Disaat warga sipil seperti saya dan anda menikmati keamanan yang dijaga oleh mereka, entah itu dengan berkumpul bersama keluarga, sahabat, teman atau kolega, mereka harus bergumul dengan asap kemacetan, baju seragam lengkap, hingga bahkan bom yang dapat meledak sewaktu-waktu.
Kebetulan salah satu teman karib saya adalah seorang Polisi, dari satuan Brimob. Malam itu Ia berjaga di salah satu gereja. Beberapa menit sebelum bertugas, Ia mengirim pesan dalam grup persahabatan kami, “selamat malam minggu sahabat”, sebagai seseorang yang telah ditempa bersama dibawah Paskibra selama tiga tahun, saya dapat memahami rasa yang Ia miliki saat itu, namun bagaimana lagi, resiko pekerjaan ujarnya.
Jauh sebelum malam tersebut, ada pemandangan yang indah sekali sekaligus mengharukan saat lebaran di tahun yang sama. Saat semua masyarakat merayakan lebaran dengan berkunjung ke rumah saudara, sang Polisi Heroik malah berpanas-panasan menolong seseorang -yang mungkin Ia tidak kenal- yang mobilnya mogok sehingga menyebabkan kemacetan yang lumayan panjang. Pada saat itu, ingin sekali rasanya mengeluarkan pelajaran Paskib saya ‘hormat grak’ pada Sang Polisi Heroik tersebut, namun sayangnya konsentrasi tidak dapat terbagi dengan baik antara memikirkan makanan di rumah saudara, jalanan yang padat, dan aksi heroik itu.
Sepengamatan saya, aksi-aksi seperti itu masih dianggap biasa di tengah masyarakat ‘mereka kan dibayar untuk itu’, menyebabkan Polisi kurang dihargai di Negeri ini. Image Polisi yang sangat familiar tidak jauh dari ‘tilang’, ‘calo SIM’, pemakan uang panas, korupsi, kolusi, nepotisme, dan image negatif lainnya. Padahal bertolak belakang dari itu, mereka para abdi negara mengorbankan quality time dengan keluarga, pacar, teman-teman demi menyediakan kita keamanan dalam menikamti suasana liburan.

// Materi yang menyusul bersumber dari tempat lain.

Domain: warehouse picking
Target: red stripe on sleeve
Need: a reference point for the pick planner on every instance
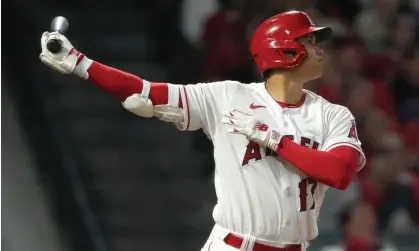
(122, 84)
(335, 168)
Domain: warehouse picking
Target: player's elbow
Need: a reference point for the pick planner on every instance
(344, 184)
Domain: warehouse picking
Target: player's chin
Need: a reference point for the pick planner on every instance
(317, 72)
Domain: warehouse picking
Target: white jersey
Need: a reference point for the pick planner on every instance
(260, 194)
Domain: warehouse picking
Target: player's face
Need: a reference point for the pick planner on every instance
(313, 65)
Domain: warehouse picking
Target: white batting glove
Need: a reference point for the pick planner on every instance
(254, 130)
(68, 60)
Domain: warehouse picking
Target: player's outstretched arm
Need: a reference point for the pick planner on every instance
(137, 95)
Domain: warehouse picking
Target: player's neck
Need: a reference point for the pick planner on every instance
(284, 89)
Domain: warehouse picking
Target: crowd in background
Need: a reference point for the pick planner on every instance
(373, 69)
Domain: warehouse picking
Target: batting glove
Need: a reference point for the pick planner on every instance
(68, 60)
(254, 130)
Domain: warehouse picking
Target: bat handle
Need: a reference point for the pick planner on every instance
(54, 45)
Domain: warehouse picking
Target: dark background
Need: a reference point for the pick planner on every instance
(113, 181)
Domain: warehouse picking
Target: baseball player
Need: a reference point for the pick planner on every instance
(277, 146)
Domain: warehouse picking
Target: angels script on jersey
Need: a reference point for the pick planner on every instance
(254, 153)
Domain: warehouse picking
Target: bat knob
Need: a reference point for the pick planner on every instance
(54, 45)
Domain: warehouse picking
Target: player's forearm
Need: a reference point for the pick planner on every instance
(121, 84)
(335, 168)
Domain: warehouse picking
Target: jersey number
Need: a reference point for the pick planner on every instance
(303, 186)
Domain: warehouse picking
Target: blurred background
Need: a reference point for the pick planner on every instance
(81, 173)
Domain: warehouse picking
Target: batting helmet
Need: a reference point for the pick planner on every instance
(274, 40)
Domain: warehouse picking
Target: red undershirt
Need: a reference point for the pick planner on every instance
(335, 168)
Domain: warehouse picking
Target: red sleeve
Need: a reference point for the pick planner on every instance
(121, 84)
(335, 168)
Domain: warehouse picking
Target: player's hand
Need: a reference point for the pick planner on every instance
(64, 61)
(254, 130)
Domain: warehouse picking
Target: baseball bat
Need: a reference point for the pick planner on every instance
(58, 24)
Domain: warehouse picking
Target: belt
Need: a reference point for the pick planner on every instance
(236, 241)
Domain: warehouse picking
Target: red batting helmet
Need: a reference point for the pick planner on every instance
(275, 38)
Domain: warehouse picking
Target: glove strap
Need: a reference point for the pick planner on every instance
(146, 89)
(274, 140)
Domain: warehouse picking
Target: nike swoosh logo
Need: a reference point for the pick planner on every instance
(253, 106)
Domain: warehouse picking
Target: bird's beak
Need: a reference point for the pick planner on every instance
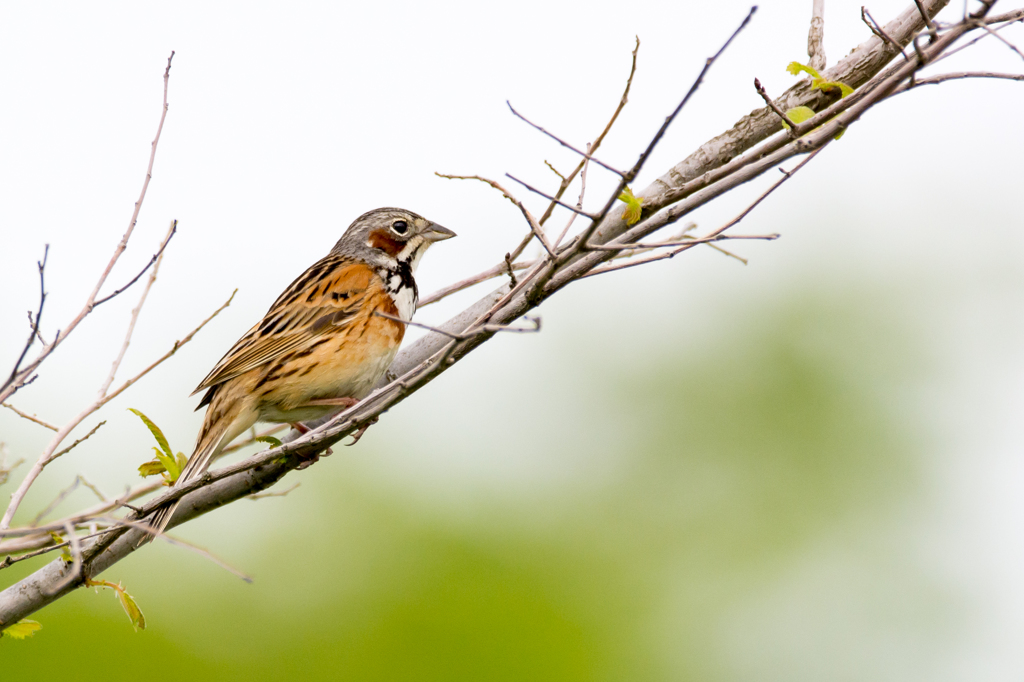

Tidak dapat dipungkiri memang image-image negatif tentang Polisi adalah implikasi dari apa yang memang segelintir anggotanya lakukan. Oleh sebab itu, baik masyarakat dan Kepolisian harus melakukan introspeksi. Polisi harus bersih, jujur, transparan, dan ramah terhadap masyarakat -suatu hal yang saya rasa sedang digencarkan Kapolri. Sedangkan masyarakat? Kita harus merubah pandangan yang ada terhadap Polisi, lebih menghargai pengorbanan mereka, dan menaruh sedikit respectkepada mereka.
Perwira Kepolisian sejogyanya tidak mencoreng citra anak buah yang berusaha keras memberi pelayangan pada masyarakat, caranya mungkin reformasi total di tubuh Polri –tataran pengambil kebijakan utamanya. Para anggota Kepolisian di tingkat yang lebih rendah harus menghentikan praktik-praktik memperkaya diri sendiri, apabila hal itu dapat dilakukan, maka hormat saya –mungkin kita- pada Polisi akan semakin bertambah.